Pengadaan makanan dalam meditasi appangolongeng sering dituding oleh kaum formalis sebagai sebentuk keberhalaan. Padahal secara tradisional hal tersebut dimaknai dengan sangat filosofis. Makanan yang ditata artistik menegaskan tentang pentingnya melibatkan unsur-unsur estetis dalam meditasi. Keteraturan itu bahkan akan mempercepat terciptanya konsentrasi meditatif. Hal ini sealigus menegaskan bahwa harmoni spritual takkan mungkin diraih jika keteraturan material diabaikan.
Sonkolo Patanrupa bahkan tidak semata-mata estetik dalam perpaduan warnanya. Tetapi mewakili sebuah pandangan dunia tradisional tentang empat unsur alam semesta. Warna hitam menyimbolkan tanah, warna merah adalah api, warna putih adalah air dan kuning adalah angin. Penataan tumpeng songkolo fatanrupa yang menempatkan telur diatasnya bisa dimaknai. Bahwa dalam meditasi, energi kasar harus diubah menjadi energi yang sangat halus baru bisa menembus membran lapisan inti kosmos yang disimbolkan dengan telur tersebut.
Meditasi Appangolongeng juga menegaskan signifikansi pimpinan spritual yang berpusat kepada satu orang sebagaimana kesatuan poros semesta dalam Allah. Seseorang yang bertugas memimpin meditasi itu haruslah orang yang memiliki kwalifikasi spritual yang dibuktikan dengan keterlibatan sosialnya mengayomi masyarakat.

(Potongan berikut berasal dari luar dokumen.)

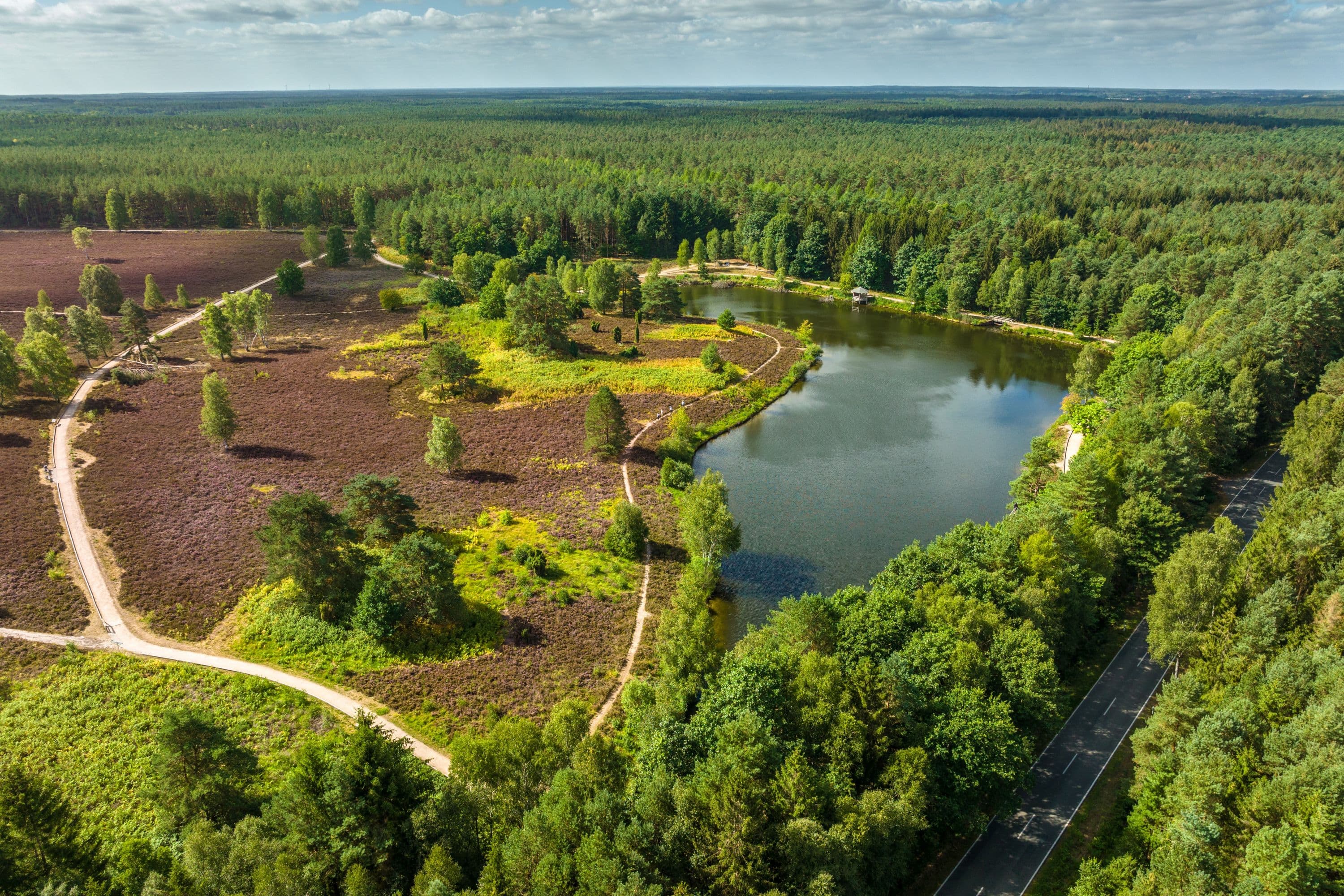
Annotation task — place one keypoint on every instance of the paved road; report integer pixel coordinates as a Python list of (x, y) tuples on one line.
[(109, 612), (1252, 493), (1007, 856)]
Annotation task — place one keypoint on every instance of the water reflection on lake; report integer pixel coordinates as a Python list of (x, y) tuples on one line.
[(908, 428)]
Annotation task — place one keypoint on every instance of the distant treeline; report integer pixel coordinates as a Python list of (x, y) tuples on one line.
[(1046, 209)]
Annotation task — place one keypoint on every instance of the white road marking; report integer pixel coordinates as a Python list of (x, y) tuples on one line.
[(1027, 825)]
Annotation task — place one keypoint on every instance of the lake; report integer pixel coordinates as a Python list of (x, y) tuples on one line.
[(908, 426)]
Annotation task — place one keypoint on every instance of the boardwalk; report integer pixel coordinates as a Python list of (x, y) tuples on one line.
[(1007, 856)]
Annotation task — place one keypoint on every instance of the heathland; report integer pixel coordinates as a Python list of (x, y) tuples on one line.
[(842, 746)]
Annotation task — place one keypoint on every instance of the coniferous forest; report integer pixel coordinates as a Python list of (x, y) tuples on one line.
[(840, 747)]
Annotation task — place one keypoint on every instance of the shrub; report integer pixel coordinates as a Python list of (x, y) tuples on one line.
[(681, 441), (676, 474), (530, 559), (627, 534)]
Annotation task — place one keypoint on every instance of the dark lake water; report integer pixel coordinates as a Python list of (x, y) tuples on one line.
[(908, 428)]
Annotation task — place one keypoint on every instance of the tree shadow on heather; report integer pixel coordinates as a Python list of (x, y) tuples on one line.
[(268, 453)]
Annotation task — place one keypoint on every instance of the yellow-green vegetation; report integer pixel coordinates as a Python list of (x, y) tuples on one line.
[(272, 628), (530, 378), (699, 331), (488, 570), (89, 723)]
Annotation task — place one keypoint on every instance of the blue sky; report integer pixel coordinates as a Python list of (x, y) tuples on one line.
[(109, 46)]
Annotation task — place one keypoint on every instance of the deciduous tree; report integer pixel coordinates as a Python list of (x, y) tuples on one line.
[(218, 421), (628, 532), (45, 361), (707, 527), (445, 449), (215, 332), (101, 288)]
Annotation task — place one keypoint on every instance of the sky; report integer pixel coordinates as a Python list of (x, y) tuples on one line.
[(163, 46)]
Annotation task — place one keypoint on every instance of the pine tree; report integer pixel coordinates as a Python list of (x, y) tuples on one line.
[(135, 328), (444, 448), (362, 246), (312, 244), (82, 238), (218, 421), (116, 210), (154, 299), (604, 425), (269, 209), (362, 207), (338, 253), (215, 332), (289, 279)]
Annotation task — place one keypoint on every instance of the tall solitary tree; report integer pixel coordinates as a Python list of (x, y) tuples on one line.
[(45, 361), (362, 246), (603, 285), (82, 238), (218, 421), (312, 242), (199, 770), (448, 366), (709, 530), (362, 207), (338, 252), (90, 332), (9, 369), (215, 331), (101, 288), (289, 279), (116, 210), (444, 449), (378, 508), (154, 299), (135, 328), (605, 433)]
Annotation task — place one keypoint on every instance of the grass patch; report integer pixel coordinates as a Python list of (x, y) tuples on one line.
[(89, 723), (530, 378), (526, 377), (699, 332), (272, 629), (487, 571), (342, 374)]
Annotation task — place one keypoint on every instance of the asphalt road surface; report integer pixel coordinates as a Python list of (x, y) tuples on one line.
[(1252, 493), (1010, 852)]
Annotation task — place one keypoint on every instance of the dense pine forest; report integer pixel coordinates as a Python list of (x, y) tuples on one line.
[(838, 749)]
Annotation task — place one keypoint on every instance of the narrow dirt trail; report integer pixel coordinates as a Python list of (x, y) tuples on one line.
[(643, 613), (120, 634)]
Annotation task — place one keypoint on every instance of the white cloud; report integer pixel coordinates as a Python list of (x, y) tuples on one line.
[(1241, 43)]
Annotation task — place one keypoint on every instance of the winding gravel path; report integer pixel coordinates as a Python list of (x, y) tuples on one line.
[(120, 634)]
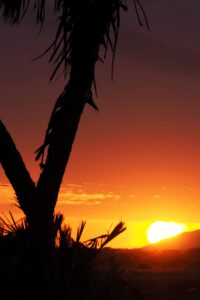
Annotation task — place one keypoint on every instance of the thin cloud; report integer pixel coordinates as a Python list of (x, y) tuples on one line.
[(76, 198)]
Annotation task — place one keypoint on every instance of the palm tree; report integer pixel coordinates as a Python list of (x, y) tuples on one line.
[(83, 27)]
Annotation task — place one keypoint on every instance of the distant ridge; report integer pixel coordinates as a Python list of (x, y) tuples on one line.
[(183, 241)]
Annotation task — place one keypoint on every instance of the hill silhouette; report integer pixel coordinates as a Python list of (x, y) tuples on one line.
[(183, 241)]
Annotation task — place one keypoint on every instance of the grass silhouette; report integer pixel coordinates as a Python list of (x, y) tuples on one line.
[(78, 264)]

Kesalahan memilih pemimpin meditasi spritual yang tidak otoritatif dipercaya bisa menimbulkan ekses sosial dan ekologis yang diistilahkan “mapella pakkalinongnge”. Apakah dalam bentuk wabah penyakit atau bencana tertentu. Di sini pandangan tradisional mengakui hubungan timbal balik antara harmoni spritual dengan keteraturan tatanan material.
Ritual meditasi appangolongeng dalam harmoninya yang estetis dan dalam substansinya yang spritual dapat dilacak sebagai ajaran universal dalam setiap tradisi yang pernah ada dimuka bumi, meskipun tampil dalam modifikasi yang berbeda. Sehingga tradisi spritual dalam kurun spasio temporal tertentu menjadi sangat tidak layak untuk dipertentangkan. Melainkan harus dilestarikan karena sebagaimana Istilah Sayyid Hossein Nashr sebagai jantung setiap tradisi yang menjadi cara pandang holistik tentang hidup dan kehidupan.